In the land of liberty, chips are known as French Fries, let’s not confuse the two. French Fires are skinny and long, and the British chips are thick slices of potato that are fried until crispy on the outside and tender on the inside. If you are into watching the calories, then thick chips absorb less oil than thin ones, making chunkier chips healthier. I am sure it doesn’t matter if you eat more anyway.
The trick to getting the chips perfect is to fry them twice. The first fry is at a lower temperature and softens the potato; the second turn in the hot oil is at a higher temp and achieves that signature crispy exterior.
This recipe requires only potatoes and your chosen oil. The potatoes are sliced, rinsed, treated and then drained and dried. The chips are fried in batches, drained, and fried again until golden.
Though there are a lot of preferences in the wide world of chip options, one thing can’t be debated: the importance of the perfect preparation method. In the fish and chip world, we generally have three options, and in this article, we will focus on the blanched chip.
Yes, a perfectly timed oil bath is essential, but it’s the step just prior that makes or breaks your chips. Blanching is the process of frying your raw chips at a lower temperature. They are left in the oil for a time interval, then removed and immediately placed into a container or left in a basket.
Then when ready, you fry at a higher temperature to get a perfectly cooked crispy chip.
Blanching has several great benefits.
If you aren’t treating your chips in an antioxidant solution, then a significant upside to blanching is that it deactivates the enzymes that turn your food an unappetizing brown colour.
When potatoes are chipped and then left out to sit for extended periods, enzymes in the potato react with oxygen particles causing this discolouration.
A properly blanched chip will give you a very crisp outer coating, and a nice fluffy inside. One of the benefits of working with a blanched chip is that it gives you more control over the quality of the chip being served to the customer.

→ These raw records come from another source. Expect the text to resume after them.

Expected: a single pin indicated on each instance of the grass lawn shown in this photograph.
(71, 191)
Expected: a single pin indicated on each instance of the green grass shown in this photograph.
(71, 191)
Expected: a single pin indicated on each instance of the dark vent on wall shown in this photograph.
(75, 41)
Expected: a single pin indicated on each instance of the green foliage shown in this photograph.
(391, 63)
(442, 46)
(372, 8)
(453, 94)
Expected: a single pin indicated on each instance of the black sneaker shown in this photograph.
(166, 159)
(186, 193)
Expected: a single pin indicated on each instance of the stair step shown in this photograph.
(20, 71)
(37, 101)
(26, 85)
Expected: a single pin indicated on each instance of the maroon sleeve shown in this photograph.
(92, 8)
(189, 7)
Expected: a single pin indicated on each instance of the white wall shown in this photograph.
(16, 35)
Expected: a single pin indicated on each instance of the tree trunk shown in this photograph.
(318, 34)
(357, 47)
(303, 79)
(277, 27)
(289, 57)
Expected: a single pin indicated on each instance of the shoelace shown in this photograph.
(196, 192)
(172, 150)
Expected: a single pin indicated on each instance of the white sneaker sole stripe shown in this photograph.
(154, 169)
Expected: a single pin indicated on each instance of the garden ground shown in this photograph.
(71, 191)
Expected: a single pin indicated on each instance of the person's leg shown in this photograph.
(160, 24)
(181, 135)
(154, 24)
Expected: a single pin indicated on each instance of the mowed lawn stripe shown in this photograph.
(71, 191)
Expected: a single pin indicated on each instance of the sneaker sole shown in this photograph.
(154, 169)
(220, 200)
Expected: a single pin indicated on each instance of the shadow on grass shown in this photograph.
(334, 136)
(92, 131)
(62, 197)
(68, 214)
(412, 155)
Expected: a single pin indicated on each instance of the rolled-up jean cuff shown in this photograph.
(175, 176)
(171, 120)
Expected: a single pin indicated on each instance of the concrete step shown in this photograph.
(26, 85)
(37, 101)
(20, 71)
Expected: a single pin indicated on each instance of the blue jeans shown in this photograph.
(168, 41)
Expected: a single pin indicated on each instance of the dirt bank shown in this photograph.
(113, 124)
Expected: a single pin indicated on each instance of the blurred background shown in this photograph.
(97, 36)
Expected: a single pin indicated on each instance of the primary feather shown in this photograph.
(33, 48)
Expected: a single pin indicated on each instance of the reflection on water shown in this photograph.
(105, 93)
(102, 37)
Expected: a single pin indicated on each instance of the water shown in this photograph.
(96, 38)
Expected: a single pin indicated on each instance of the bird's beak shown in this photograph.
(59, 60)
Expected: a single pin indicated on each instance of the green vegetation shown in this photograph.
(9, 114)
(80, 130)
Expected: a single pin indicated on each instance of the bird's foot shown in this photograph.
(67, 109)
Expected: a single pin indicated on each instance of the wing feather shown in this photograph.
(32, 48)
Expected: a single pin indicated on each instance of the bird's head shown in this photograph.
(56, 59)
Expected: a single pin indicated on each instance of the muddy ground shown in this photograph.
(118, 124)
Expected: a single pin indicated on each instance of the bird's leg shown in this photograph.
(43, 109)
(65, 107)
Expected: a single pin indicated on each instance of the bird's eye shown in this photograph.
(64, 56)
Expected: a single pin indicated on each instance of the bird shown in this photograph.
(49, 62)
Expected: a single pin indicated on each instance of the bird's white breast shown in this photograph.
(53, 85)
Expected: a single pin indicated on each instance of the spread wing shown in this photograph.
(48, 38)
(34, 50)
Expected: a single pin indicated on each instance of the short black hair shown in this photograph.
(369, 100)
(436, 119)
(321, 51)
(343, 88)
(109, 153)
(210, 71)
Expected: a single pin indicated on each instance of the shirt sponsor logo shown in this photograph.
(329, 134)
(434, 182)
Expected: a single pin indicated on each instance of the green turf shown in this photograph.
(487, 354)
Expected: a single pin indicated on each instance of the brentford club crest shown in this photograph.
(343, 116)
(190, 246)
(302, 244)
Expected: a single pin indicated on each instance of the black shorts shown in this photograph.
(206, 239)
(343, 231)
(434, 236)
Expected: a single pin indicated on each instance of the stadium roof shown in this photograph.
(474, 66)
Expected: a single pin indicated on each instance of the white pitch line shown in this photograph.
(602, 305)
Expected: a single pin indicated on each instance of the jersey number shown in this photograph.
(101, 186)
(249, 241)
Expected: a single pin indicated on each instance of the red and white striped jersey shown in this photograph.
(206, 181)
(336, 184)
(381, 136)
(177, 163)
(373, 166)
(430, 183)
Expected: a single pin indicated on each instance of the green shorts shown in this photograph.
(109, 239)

The blanching method can cut down on waste if you are only finishing off what you need and when you need.
Blanching also works to reduce the moisture content of the chip, helping them crisp up much more easily when finished. Blanching will add taste and texture benefits to your chips. A blanched will lend extra crispness and golden colour to your final product.
It is best to avoid blanching chips if you don’t like the crisp texture, I always find that blanched chips need more salt and vinegar (which I like). Blanched chips do not like being held in the hot box for too long either. One of the worst things you can do to a blanched chip is to chill them, the starches stiffen, and you get a coating of oil between the wall coating of the chip and the interior.
🟢 Start with chips that have been treated and dry.
🟢 Add to oil set to 150c and fry for 7 minutes.
🟢 The chips should be soft to touch and pale in colour.
🟢 Take out, set aside (do not refrigerate).
🟢 When ready to fry for customer scoop desired amount into hot oil around 185c for 90 seconds.
🟢 Note: Start here and fine-tune. Points to consider are what oil you fry in, what range you have and chip dimensions.